Может, это звучит глупо, но мне не хотелось опять закрывать глаза… Случается и такое: люди вызывают кого-нибудь или что-нибудь из чистого духа соревнования, но ведь вызванный мог подчинить их себе?.. Ну, нет… Да, сказочки у камина, фильмы ужасов, ничего больше… И все же…
— Захватывает, — сказал я, пытаясь успокоиться и дышать ровно. — Наверное, не очень умно заниматься подобными вещами, если ты недостаточно силен и уравновешен…
— Я видела, что ты правда… ненадолго ушел… — уверила Кристина, глядя на меня с восхищением.

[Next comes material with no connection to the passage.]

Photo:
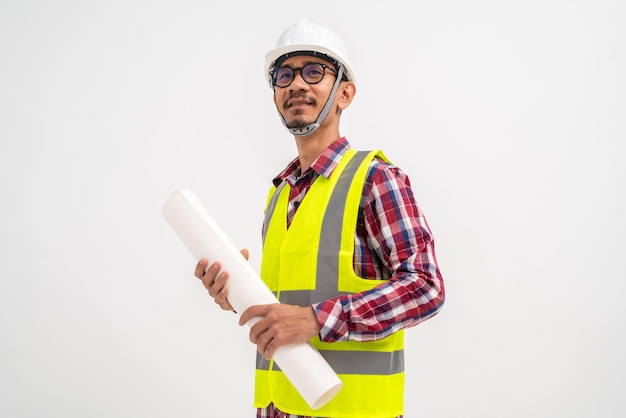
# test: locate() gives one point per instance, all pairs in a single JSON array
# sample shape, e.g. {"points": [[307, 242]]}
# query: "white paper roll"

— Первая буква его имени должна быть Г, — решился я. — Но что с того? Уверяю тебя, любой шутник, любой шарлатан знает, с какой буквы начать, чтобы был шанс угадать… Мужское имя, которое начинается на Г?.. Ганс, Генк, Гендрик, Гельмут, Гедвиг, Галевайн, Герберт… Герберт… Герберт…

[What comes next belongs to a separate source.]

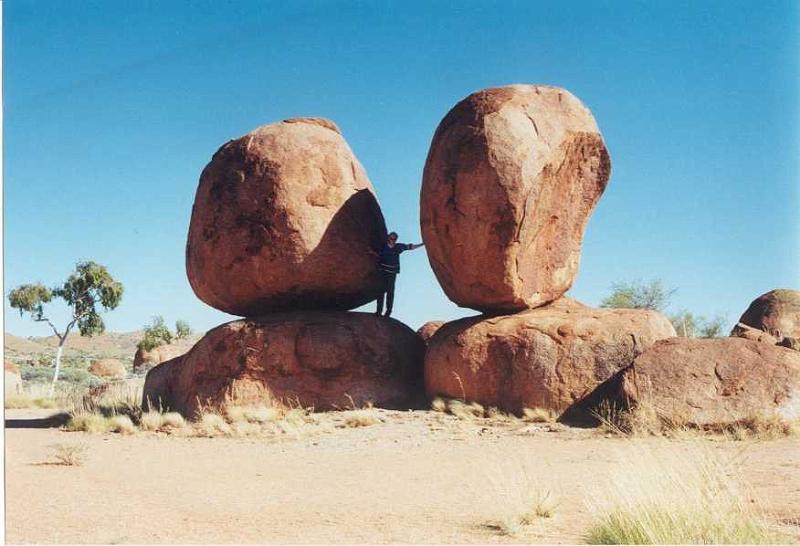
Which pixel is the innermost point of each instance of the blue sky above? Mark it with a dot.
(112, 109)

— …Герман, — коротко ответила Кристина.
— Его зовут… Герман?..
Кристина кивнула.
— Так, а теперь поди-ка сюда, — сказал я строго. — Иди-ка сюда, сядь рядом. Кто такой Герман? Рассказывай все, ничего не скрывая. Или только женщина, — да, это хорошо прозвучало, вовремя, — только женщина имеет право на ревность?..
VIII
Из-за того, что Кристина принимала меня за ясновидящего, она думала — так некоторые женщины, к примеру, думают, что тот, кто ремонтирует радио, наверняка может настроить гитару, — что я человек очень мудрый и прекрасен душой, что мне можно довериться полностью, и стала исповедоваться — ну да, как потом выяснилось, она рассказала только то, что посчитала нужным.

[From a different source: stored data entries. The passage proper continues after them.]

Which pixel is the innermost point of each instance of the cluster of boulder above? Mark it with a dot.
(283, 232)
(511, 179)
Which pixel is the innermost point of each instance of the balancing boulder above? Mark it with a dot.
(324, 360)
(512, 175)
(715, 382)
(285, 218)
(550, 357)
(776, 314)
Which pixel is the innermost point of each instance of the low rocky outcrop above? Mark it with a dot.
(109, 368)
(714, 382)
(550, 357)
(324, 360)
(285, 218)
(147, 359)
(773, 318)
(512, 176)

Я все еще хотел знать, почему и зачем я здесь, и решил по возможности только слушать, избегая вопросов, которые могли вызвать подозрение. Это требовало определенного терпения, потому что Кристина, в отличие от меня, не была «прирожденной рассказчицей». Способность «начинать с начала» у нее была развита весьма слабо: она говорила что-нибудь вроде «так вот, значит, когда Герман вышел из больницы…», не позаботившись уведомить меня о том, что он туда вообще попал; или заводила речь о некой «Хильде», которая до этого в повествовании не присутствовала, и рассказывала, что «сердце ее совсем не лежало к делу, которым они занимались», что она «никогда, ну, знаешь, никогда не выкладывалась полностью» — последнюю фразу Кристина явно где-то вычитала или кто-то вбил ей в голову, потому что это выходило за рамки ее обычного словаря; или же начинала вдруг рассказ о матери Хильды, которая своей дочери об этом «уже столько раз говорила», и так далее.